Sunday, June 25, 2017

Heading out

I take a shower this morning. It is the last shower that I will take until I return on Friday afternoon.

I learn more about vision quest. It is a ceremony. It is crossing a threshold from where you are to where you will be. It is an intentional exploration and rite of passage to cleanse, to let go, to begin again.

This morning I am a bit anxious. And I welcome whatever experience comes.

Today we will establish a base camp. We will tarp the car so that it is protected from the blazing sun. We will go and find our fasting spots and establish a stone pile. Each day we will leave signs that all is well.

I wear a whistle that I will blow in three long blows if I am in trouble. Physically all seems relatively safe.

I have set my intention statement and I trust it will keep me focused.

I am thankful for all that has brought me here.

Your love bolsters me and I send you my blessings and love.


Saturday, June 24, 2017

First morning

I have arrived at M's house.  The travel was easy. There was a bit of a tight transfer in Denver and I walked briskly from Gate 21 to 93. Upon arrival at the gate the attendant asked me where I had come from. Gate 21, Newark.

"I wondered whether you folks might make it, you did well,"

I sat on the plane for about 15 minutes and at one point heard the cargo door open.  "My luggage," I thought.

And yep, there were a few anxious moments in Albuquerque, but there it was.  I was in New Mexico with all of my belongings.

It was 100 degrees there.  Arriving on the outskirts of Santa Fe, it was much cooler and there was a wind.  This morning I write from the back deck and I have my overalls and a fleece on.

I take some supplements to help with the altitude change. I'm at 7000 feet.

Today we will gather the gear together and prepare to go to the mountain tomorrow.

It has been a long time since I packed for an outdoor trip and I am remembering my days as a YMCA camp counselor.  I do feel like I am returning to my roots, which is a good thing as that is what I am after.

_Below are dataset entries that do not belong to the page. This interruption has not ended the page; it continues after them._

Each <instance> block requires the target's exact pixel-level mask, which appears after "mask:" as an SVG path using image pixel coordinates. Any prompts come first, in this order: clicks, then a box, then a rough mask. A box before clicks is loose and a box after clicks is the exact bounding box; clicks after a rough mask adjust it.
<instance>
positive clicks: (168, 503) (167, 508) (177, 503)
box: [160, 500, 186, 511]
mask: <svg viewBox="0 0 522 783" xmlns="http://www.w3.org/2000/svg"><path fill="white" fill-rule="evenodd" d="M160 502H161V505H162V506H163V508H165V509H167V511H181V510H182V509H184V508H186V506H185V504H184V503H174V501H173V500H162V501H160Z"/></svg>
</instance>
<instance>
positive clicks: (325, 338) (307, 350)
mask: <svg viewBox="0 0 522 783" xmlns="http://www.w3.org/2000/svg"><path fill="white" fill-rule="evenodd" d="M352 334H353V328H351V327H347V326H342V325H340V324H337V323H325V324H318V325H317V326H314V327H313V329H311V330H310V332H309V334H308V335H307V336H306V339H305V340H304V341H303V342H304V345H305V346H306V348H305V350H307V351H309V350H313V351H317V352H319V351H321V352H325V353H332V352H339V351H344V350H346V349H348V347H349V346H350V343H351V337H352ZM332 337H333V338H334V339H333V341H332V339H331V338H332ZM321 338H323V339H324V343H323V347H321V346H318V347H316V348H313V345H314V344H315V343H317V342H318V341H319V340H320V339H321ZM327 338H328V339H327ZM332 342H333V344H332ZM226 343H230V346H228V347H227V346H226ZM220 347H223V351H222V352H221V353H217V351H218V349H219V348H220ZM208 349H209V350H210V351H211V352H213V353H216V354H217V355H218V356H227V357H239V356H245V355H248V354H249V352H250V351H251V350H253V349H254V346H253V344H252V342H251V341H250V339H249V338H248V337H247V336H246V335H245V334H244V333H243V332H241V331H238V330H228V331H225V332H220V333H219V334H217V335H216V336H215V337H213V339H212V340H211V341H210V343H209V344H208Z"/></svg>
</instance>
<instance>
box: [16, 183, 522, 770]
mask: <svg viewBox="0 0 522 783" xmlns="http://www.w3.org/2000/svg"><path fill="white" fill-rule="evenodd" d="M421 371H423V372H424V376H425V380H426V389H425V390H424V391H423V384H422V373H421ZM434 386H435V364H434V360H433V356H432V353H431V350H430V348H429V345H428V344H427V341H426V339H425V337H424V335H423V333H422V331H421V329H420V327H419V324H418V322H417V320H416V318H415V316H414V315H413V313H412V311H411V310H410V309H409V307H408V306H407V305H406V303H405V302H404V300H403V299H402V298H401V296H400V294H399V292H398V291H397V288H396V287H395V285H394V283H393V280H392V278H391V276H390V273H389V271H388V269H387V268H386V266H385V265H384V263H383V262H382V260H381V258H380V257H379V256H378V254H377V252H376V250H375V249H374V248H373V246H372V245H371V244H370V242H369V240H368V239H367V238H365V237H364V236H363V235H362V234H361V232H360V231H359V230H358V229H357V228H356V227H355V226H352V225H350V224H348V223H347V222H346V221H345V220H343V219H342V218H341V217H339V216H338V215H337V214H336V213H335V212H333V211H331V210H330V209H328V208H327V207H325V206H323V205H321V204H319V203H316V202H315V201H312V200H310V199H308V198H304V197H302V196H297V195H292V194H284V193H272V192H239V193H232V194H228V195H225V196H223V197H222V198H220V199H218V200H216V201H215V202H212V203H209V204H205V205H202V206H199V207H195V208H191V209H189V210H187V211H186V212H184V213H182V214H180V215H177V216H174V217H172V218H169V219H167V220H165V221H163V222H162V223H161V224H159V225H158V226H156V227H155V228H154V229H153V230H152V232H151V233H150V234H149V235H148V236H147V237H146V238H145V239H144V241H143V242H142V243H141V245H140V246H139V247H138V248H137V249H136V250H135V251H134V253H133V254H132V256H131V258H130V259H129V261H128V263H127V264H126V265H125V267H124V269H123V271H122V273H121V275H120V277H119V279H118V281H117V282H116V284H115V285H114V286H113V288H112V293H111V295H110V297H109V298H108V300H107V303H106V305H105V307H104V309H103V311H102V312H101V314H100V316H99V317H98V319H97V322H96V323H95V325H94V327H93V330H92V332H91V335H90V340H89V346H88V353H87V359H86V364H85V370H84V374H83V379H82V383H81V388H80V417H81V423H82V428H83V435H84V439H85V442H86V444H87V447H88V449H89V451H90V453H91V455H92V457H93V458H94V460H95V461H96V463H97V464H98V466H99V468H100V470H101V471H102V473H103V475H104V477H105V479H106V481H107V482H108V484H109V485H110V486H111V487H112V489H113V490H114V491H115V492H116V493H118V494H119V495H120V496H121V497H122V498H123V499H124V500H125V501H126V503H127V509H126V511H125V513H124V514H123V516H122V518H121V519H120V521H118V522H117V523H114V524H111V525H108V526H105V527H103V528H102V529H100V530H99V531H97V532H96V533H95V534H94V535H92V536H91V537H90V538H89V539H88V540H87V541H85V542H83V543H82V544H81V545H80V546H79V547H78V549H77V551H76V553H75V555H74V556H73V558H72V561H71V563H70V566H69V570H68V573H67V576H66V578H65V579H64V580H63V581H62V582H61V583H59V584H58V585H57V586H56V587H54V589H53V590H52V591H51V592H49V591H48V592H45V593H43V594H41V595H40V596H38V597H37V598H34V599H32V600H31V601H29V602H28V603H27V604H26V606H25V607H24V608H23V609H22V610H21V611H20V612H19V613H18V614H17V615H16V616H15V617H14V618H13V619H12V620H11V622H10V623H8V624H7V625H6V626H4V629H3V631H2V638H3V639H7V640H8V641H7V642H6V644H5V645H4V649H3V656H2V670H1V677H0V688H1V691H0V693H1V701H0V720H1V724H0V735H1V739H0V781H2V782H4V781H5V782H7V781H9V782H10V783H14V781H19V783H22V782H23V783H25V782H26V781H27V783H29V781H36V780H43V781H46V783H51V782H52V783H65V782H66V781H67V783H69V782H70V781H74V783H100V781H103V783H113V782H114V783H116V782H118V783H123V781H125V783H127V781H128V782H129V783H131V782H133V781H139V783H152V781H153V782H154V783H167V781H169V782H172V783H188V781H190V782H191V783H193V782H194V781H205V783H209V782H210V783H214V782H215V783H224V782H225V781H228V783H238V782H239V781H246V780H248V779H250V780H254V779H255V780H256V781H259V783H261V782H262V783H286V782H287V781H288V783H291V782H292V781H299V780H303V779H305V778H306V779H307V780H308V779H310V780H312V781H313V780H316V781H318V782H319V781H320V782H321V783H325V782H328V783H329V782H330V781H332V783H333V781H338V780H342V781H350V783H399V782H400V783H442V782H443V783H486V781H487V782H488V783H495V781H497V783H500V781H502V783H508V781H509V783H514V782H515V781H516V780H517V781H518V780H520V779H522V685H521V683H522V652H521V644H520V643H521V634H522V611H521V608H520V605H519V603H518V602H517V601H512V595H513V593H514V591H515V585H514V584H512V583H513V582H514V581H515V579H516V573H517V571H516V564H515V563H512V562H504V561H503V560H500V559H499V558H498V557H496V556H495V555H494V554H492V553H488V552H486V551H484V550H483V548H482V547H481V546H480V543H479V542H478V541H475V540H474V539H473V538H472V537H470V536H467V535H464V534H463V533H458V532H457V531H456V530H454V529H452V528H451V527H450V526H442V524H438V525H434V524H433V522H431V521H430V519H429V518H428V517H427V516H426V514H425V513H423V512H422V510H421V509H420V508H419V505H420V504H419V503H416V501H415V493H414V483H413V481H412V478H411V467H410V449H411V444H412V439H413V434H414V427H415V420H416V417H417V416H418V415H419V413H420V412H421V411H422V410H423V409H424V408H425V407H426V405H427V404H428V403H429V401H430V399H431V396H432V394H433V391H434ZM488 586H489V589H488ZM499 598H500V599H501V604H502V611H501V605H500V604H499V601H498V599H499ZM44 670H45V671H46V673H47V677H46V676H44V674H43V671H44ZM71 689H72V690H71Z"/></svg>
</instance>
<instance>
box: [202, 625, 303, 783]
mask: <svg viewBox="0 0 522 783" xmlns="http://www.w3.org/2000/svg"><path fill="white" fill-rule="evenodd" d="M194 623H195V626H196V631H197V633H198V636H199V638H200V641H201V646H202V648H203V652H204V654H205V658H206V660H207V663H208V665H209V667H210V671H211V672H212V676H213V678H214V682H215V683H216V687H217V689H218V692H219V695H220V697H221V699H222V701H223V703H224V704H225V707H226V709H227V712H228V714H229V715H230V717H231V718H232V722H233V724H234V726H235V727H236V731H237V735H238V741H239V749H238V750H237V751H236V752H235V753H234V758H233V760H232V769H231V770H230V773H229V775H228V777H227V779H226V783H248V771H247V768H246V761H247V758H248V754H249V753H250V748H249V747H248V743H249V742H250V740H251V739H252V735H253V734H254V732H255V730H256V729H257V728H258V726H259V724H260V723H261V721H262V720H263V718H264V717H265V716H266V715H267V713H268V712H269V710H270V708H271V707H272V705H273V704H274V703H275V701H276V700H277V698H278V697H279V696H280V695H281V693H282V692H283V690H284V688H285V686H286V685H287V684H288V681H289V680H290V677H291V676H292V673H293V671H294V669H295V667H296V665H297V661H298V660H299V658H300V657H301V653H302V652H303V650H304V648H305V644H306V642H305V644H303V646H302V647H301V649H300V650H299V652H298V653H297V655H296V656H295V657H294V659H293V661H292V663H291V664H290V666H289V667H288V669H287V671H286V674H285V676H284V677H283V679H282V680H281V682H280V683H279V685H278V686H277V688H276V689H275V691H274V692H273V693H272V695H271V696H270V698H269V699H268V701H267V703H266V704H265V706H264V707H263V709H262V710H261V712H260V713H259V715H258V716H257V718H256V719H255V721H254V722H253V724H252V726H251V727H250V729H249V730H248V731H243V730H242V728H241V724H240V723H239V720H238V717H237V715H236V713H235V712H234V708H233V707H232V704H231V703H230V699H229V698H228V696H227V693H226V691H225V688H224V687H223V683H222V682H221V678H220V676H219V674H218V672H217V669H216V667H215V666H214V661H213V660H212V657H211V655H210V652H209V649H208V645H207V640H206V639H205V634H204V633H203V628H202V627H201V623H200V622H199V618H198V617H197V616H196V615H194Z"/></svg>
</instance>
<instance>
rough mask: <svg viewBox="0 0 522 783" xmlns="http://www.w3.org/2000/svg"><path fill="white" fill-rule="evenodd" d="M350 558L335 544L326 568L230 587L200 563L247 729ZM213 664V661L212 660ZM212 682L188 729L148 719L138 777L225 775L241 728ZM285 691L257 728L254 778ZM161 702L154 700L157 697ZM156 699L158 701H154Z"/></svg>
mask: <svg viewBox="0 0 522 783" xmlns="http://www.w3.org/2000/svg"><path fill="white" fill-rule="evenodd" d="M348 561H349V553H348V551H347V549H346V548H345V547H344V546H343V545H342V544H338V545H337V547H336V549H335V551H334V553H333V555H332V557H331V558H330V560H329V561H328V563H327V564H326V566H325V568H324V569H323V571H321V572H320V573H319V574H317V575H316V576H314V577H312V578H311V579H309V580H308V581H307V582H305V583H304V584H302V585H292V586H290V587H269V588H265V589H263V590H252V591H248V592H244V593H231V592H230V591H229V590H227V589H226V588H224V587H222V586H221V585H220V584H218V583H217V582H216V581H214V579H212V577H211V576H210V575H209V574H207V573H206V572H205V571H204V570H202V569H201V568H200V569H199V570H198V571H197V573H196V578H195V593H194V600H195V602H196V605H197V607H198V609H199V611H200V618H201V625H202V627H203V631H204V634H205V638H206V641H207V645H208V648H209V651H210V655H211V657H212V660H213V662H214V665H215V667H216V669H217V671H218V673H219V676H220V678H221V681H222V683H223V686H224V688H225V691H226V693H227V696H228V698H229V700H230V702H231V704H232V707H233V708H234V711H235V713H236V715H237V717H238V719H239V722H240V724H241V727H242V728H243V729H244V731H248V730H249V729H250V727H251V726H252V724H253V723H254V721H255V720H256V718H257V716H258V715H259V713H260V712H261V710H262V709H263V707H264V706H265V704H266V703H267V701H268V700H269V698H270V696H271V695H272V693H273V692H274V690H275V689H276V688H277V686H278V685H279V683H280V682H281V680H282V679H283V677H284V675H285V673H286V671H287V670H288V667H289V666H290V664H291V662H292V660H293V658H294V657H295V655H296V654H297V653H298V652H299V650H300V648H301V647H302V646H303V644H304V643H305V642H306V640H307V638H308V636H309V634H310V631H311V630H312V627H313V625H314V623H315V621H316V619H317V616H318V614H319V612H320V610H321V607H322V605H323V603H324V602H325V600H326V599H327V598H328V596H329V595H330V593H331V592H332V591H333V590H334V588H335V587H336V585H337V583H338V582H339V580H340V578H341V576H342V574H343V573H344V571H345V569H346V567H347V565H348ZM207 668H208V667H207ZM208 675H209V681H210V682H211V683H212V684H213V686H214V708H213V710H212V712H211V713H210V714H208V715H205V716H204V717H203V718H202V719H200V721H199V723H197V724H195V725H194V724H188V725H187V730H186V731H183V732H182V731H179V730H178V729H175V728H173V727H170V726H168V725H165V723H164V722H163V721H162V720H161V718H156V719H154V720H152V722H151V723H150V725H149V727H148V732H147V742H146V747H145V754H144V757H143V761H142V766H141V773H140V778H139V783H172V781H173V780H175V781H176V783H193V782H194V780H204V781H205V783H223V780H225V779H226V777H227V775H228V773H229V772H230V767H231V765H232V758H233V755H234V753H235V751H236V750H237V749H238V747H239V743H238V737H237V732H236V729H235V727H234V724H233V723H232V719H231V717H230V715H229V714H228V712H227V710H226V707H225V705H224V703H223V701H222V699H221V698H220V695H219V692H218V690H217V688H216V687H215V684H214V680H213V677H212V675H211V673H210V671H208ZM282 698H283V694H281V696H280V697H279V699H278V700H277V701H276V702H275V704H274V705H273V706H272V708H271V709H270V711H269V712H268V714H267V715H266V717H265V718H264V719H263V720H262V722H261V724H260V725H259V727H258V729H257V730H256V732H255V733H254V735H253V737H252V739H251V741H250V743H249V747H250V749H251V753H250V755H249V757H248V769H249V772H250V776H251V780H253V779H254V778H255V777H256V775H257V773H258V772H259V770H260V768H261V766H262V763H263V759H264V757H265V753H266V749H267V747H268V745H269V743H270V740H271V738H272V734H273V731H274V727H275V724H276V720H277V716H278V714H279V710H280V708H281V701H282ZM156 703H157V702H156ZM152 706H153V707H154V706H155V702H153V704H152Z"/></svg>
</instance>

This morning while waking up, my mind was in a reflective space.  Am I really going to review my whole life in the week ahead?  There's a part of me that cringes with that thought.  There are truly some parts that I'm not sure that I do want to remember.

I remind myself that with this reflection there will be clarity and there will be grieving and, hopefully releasing.

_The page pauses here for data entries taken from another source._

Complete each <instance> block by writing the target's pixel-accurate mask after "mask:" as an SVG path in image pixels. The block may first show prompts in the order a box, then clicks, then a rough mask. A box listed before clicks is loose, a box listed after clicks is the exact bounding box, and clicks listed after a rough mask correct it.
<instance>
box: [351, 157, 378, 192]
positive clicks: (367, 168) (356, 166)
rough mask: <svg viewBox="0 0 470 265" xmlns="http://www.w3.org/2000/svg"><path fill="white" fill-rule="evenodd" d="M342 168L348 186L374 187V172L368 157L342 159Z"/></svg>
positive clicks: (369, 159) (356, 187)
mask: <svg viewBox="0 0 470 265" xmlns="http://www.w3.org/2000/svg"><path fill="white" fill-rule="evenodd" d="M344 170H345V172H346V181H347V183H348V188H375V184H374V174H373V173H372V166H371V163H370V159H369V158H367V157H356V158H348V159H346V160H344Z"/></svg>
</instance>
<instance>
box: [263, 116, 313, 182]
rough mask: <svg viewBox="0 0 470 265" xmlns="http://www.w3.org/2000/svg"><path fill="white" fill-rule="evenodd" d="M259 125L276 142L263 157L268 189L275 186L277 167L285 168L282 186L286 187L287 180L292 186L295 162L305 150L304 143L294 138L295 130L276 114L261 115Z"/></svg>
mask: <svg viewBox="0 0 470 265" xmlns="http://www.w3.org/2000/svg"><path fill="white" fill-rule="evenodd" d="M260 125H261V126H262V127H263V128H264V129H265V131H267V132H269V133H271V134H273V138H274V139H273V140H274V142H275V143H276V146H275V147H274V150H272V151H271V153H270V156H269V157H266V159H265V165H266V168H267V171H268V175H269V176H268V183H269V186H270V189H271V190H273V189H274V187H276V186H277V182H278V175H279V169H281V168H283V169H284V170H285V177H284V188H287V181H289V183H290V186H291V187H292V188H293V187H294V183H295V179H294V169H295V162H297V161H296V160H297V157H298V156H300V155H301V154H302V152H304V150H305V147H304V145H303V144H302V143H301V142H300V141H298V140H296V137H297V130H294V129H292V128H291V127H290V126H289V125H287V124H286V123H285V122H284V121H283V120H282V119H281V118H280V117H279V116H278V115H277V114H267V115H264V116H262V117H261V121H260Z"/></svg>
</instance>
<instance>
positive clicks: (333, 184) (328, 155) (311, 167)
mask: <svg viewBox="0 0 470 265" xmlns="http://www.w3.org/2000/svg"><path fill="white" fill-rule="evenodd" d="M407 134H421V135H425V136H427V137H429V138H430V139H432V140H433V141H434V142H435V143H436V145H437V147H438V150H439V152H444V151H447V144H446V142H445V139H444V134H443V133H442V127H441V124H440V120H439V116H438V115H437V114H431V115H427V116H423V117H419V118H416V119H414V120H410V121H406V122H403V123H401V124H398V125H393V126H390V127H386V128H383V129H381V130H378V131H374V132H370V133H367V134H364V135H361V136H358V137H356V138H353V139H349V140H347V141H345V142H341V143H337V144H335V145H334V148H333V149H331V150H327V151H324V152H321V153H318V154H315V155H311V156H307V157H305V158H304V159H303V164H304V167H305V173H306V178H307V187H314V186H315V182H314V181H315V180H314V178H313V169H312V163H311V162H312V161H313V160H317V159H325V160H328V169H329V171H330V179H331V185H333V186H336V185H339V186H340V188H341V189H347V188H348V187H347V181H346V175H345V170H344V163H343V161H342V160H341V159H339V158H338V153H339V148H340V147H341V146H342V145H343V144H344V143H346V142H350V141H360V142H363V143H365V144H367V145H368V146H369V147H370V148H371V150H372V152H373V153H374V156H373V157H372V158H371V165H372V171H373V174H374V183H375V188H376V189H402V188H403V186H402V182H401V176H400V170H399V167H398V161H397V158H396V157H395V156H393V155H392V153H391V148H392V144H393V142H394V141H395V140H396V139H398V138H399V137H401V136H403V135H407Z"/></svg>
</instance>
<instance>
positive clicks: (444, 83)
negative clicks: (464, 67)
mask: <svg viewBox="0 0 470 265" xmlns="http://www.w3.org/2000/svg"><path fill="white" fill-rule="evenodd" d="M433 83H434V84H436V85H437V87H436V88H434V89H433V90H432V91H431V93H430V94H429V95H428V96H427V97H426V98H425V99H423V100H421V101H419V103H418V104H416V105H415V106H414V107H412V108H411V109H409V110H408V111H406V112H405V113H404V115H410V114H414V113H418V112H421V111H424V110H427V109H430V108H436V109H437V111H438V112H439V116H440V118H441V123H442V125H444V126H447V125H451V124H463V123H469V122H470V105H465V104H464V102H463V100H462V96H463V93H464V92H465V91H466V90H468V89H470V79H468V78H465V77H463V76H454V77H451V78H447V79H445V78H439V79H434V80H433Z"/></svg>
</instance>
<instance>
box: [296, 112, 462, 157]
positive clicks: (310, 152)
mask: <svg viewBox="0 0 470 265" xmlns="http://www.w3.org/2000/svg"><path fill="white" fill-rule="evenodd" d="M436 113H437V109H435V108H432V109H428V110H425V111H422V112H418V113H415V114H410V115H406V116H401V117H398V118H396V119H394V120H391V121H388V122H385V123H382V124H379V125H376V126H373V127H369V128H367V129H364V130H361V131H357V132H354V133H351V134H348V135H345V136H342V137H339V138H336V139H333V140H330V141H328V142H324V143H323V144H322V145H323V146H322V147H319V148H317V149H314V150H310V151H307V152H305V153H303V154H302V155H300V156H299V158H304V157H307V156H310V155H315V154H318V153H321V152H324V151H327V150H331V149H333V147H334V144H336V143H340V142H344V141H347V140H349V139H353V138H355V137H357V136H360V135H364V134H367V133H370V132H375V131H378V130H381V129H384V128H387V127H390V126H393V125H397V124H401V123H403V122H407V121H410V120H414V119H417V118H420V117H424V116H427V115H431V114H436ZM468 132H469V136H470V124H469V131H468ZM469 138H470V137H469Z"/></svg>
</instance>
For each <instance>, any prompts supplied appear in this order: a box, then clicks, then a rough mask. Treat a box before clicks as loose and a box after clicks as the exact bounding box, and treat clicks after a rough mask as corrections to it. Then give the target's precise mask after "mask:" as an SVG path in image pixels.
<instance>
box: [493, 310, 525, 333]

In this moment I am thinking that it is enough to feel and not draw conclusions for those feelings.



Thursday, June 22, 2017

Getting Ready

 It feels like I'm ready for the weather.  Rainsuit.
 Over hooded fleece.
 Rainpants are okay over overalls.
Think that long johns will be fine under the overalls.

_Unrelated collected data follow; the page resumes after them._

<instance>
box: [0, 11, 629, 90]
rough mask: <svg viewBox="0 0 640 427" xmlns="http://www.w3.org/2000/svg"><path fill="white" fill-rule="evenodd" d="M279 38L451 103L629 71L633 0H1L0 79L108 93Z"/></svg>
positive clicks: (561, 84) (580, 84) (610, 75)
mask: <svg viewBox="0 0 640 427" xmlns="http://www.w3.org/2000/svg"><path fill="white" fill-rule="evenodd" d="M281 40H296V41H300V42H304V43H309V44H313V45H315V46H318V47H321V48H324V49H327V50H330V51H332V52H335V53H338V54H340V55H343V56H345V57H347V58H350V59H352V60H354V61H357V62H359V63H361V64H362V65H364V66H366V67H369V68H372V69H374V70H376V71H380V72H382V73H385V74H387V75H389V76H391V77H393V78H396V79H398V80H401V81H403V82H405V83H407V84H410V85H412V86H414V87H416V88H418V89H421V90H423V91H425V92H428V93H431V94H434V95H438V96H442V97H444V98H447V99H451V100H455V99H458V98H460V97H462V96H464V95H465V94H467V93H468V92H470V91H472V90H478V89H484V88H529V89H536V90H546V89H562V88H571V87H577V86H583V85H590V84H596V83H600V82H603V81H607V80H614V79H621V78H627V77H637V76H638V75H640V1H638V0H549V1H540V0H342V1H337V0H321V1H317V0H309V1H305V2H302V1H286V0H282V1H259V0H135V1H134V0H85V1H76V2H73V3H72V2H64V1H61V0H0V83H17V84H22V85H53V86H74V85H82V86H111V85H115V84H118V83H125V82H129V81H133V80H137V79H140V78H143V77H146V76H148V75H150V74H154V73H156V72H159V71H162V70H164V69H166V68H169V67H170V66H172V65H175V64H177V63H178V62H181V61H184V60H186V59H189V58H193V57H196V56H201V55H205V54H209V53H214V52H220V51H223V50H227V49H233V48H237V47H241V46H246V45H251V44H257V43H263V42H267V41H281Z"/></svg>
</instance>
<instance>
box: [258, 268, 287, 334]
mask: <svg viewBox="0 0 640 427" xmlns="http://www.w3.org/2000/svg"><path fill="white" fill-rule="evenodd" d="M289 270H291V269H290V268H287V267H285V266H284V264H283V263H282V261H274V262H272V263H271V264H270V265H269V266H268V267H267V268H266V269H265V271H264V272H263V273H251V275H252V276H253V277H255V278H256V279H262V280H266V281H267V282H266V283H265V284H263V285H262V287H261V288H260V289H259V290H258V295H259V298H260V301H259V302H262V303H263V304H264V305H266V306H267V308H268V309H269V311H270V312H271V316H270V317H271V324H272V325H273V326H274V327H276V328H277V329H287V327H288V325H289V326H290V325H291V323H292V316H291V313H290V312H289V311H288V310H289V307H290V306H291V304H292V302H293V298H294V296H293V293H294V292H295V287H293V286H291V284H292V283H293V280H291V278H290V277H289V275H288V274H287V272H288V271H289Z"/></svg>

Need to find hat and gloves.  Assemble other things.  Journals.  Paints. Notebook.  Book.

Got parking reservations, e-ticket and printed, and arrangement for shuttle on the other side.

(Went to doctor today, eyes have troubles above 16,000 feet.  Good thing I'm only going 7500.)

I found a sunhat that I really like and I bought a insect screen to go over.  (I really do dislike bugs in my face.)

Getting ready to go on a vision quest.  Crazy.

Monday, June 19, 2017

Vision Quest

This time next week, I'll be one day into a four-day vision quest.  On a mesa at 7500 feet outside of Sante Fe, I will be hanging out.  Drinking water.  Journaliing, maybe.  Drawing, maybe.  Reading, maybe.  Becoming clear, hopefully.  Affirming a path forward, absolutely.

It makes me smile.  It feels like my old camp days.  On my own, a campsite, a simple life, a divine connection.

I need to concentrate, however, on some details.  Am I driving my car to the airport?  Have I arranged the shuttle from the Albuquerque to Sante Fe?  When am I'm going to "Alice's," our amazing outdoor sports store in Greeley, PA (go ahead, take a look how far off the beaten track that is!).  I need a rain suit.

I talk with M. about the details of the quest.

"What about animals?" I ask.  "Largest you'll probably see in a chipmunk.  Everything larger is up higher, where it is cooler and there is water."

"Great," I think to myself.  "What about bugs?"

"Ticks?"

"No. no gnats either.  Maybe black flies, and maybe deer flies.  I make peace with them when I arrive, and tell them this is my space."

"Does it work?" I asked.

"Sometimes," he said.  "And sometimes you have to become aggressive and go after them.  "Die, you bug, die!"

I moved on.  Reptiles?

"Lizards mostly.  A few snakes."

I asked.

"Some rattlers although they don't like people.  In all my time there, I've never seen one."

So it's a tarp, a ground cloth, a sleeping pad, four gallons of water, four days on the mountain.

M. tells me that by the third day I will start to feel lighter, both in the mind, but also in the body as my body starts to consume its own fat for fuel.

It takes the pressure off of my constant recognition that I would like to get rid of any excess fat. Today, I pat my tummy and thank it for feeding me next week.

I'd delighted to be home -- now with my three-year 1/2 time transition ministry on Long Island has ended.  I find it unbelievable that I get to live in this gorgeous river valley and do exactly what I am going to do.

With clarity from the mountain, of course.